Kai exhaled, dizzy from it all. The queen’s sudden absence. The iron tang of blood mixed with sharp cleaning chemicals and the lingering aroma of braised beef. The way his ears still echoed with gunfire and how he would never forget the image of Cinder launching herself off that ledge.
“Your Majesty?” said a shriveled, frightened voice.
Turning, he saw Linh Adri and Pearl crouched in a corner. Tears and dirt streaked their faces.
“Might we…” Adri gulped, and he could see the fluttering rise and fall of her chest as she tried to gather herself. “Might it be possible for you to … to send my daughter and me home?” She sniffed and brand-new tears pooled in her eyes. Scrunching up her face, she let her shoulders slump, her body barely supported in the corner of the room. “I’m ready … I want to go home now. Please.”
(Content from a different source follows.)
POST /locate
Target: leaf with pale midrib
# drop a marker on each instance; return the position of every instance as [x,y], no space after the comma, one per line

Kai clenched his jaw, pitying the woman almost as much as he despised her. “I’m sorry,” he said, “but it doesn’t look like anyone is leaving until this is over.”
Fifty-Three
The water hit her like concrete. The force pounded through her body. Every limb vibrated, first with the hard slap of the water, then from its icy cold.
It swallowed her down. She was still reeling from the hit as the air left her lungs in a burst of froth and bubbles. Already her chest was burning. Her body rolled over like a buoy, her heavy left leg dragging her down.
A red warning light filled up the darkness.
LIQUID IMMERSION DETECTED. SHUTTING DOWN POWER SUPPLY IN 3 …
That was as far as the countdown got. Blackness pulled at the back of Cinder’s brain, as if a switch had been turned off. Dizziness rocked her. She forced her eyes open and looked toward the surface, only able to orient herself because she could feel her leg pulling her down, down.
White sparks were creeping into the corners of her vision. Her lungs tightened, begging to contract.
Slippery weeds reached up to grasp at her, sliming her right calf where her pants had bunched around her knee. Willing herself to stay conscious, Cinder aimed her finger’s flashlight into the blackness at her feet and tried to turn it on, but nothing happened.
With just enough light from the palace filtering through the muck and water, Cinder thought she detected a series of pale bones caught among the gra.s.ses. Her metal foot sank into a rib cage.
She jolted, surprise clearing her thoughts as the bones crushed beneath her.